At the February First Friday, the City of Oakland set up its own beer gardens, ostensibly to allow officials to manage alcohol consumption better and more directly. According to a document released last week by Mayor Jean Quan’s office in the wake of the shooting and the many community meetings that followed it, at the March 1 event, the city will “fully enforce a total ban on drinking in the streets.”

Arnold said that this would come in the form of police and security officers issuing citations for public drinking, as well as liquor store owners being prohibited from opening alcohol bottles for patrons. Arnold and other observers are optimistic that these measures will help, but he acknowledged that it’s an uphill battle: “We want to de-emphasize the party aspect, but that’s not going to happen overnight when it’s been building up over six or seven years,” he said.

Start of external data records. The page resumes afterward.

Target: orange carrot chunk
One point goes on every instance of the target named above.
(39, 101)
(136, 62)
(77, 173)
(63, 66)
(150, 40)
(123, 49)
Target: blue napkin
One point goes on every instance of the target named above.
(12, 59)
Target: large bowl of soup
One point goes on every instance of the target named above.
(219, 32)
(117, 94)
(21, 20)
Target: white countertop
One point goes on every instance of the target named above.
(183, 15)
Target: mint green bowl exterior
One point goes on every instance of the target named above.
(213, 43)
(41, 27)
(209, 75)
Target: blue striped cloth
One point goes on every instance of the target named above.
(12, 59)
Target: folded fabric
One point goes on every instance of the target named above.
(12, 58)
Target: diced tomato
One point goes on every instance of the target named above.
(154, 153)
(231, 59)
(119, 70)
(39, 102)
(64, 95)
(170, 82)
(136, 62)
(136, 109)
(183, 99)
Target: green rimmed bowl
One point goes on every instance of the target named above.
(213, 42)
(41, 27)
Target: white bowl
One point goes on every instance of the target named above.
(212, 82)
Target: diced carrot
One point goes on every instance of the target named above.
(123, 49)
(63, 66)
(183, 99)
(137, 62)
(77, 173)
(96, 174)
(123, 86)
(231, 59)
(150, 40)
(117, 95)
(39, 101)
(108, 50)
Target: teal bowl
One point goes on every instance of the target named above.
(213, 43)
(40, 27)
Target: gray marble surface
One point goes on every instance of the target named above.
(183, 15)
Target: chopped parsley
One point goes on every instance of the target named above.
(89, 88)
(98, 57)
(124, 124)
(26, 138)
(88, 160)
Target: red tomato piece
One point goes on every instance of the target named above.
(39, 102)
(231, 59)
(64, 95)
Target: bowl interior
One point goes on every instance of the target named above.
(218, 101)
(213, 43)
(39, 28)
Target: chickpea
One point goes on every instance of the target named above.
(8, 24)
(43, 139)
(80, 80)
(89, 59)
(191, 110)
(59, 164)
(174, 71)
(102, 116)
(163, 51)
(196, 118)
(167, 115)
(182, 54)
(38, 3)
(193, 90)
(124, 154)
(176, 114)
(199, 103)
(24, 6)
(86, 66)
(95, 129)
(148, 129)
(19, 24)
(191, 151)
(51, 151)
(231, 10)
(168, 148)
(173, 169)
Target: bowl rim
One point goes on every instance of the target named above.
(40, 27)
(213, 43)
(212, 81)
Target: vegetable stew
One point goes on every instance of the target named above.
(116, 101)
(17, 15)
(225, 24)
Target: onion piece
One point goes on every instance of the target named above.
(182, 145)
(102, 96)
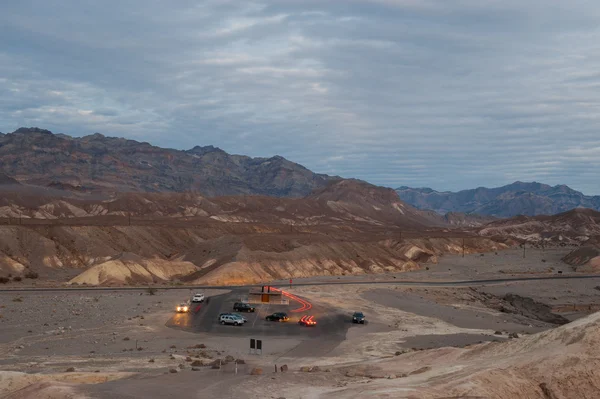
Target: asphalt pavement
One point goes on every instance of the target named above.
(330, 322)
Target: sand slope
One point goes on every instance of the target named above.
(559, 363)
(130, 269)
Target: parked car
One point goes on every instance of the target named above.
(198, 298)
(307, 321)
(242, 318)
(182, 308)
(358, 317)
(279, 316)
(231, 319)
(243, 307)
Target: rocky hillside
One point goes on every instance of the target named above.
(97, 163)
(519, 198)
(574, 227)
(349, 227)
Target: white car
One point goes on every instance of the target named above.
(231, 319)
(198, 298)
(183, 307)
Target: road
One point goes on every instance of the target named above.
(420, 283)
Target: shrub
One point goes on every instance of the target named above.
(32, 275)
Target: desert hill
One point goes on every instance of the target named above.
(349, 227)
(558, 363)
(574, 227)
(514, 199)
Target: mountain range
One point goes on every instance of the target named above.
(97, 163)
(514, 199)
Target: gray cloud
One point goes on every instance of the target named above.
(435, 93)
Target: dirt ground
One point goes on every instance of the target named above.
(119, 345)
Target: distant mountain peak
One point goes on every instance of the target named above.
(200, 150)
(518, 198)
(112, 164)
(31, 130)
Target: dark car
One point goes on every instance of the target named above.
(358, 317)
(308, 321)
(279, 316)
(243, 307)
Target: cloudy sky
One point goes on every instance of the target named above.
(449, 94)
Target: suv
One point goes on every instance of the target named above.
(358, 317)
(280, 316)
(183, 308)
(242, 318)
(243, 307)
(198, 298)
(231, 319)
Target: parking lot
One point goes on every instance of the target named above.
(204, 318)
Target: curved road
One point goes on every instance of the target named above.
(466, 283)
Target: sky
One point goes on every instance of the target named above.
(448, 94)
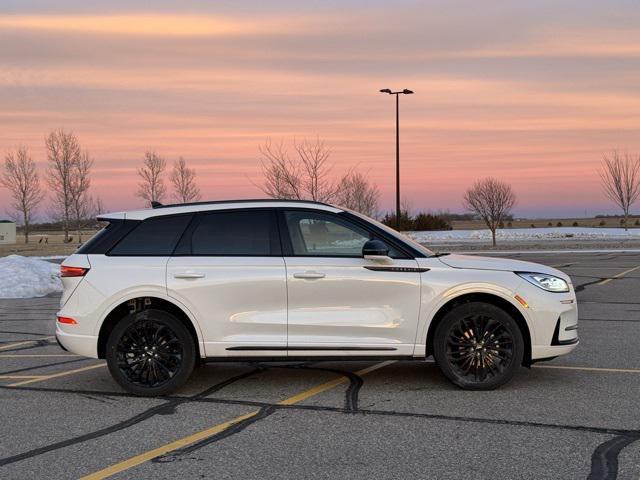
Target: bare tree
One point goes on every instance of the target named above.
(80, 183)
(63, 153)
(305, 177)
(22, 180)
(184, 182)
(357, 193)
(151, 188)
(492, 200)
(620, 176)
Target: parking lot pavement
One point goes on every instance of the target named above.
(574, 417)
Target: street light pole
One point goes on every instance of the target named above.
(397, 94)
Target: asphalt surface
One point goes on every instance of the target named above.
(575, 417)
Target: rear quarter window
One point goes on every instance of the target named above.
(106, 238)
(155, 236)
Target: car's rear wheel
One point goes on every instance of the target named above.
(478, 346)
(151, 353)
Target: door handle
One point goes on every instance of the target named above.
(188, 275)
(309, 275)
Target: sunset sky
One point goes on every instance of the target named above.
(530, 92)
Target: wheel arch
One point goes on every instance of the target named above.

Bar owners can and do do their best to cut particularly drunk patrons off at the door or the bar, but that’s a tough burden to shoulder when they’re just trying to keep pace with the massive crush of customers. Likewise, liquor store owners can’t reasonably be expected to refuse service to people — not to mention the fact that asking any of these businesses, most of which are mom-and-pop, to willfully serve fewer customers is unreasonable at best and unfair at worst. “I can’t control what people consume on the street,” said Mardikian. “I just can’t.”

“It’s a tough question,” he continued. “Do I think alcohol causes some problems for some people? Yes. Do I think alcohol is the sole cause of the problems [at First Fridays]? No. Do I think public drinking should be facilitated? No. But do I think people should be able to sit somewhere and have a beer and some food if they’re over 21? Yes. So it’s tough.”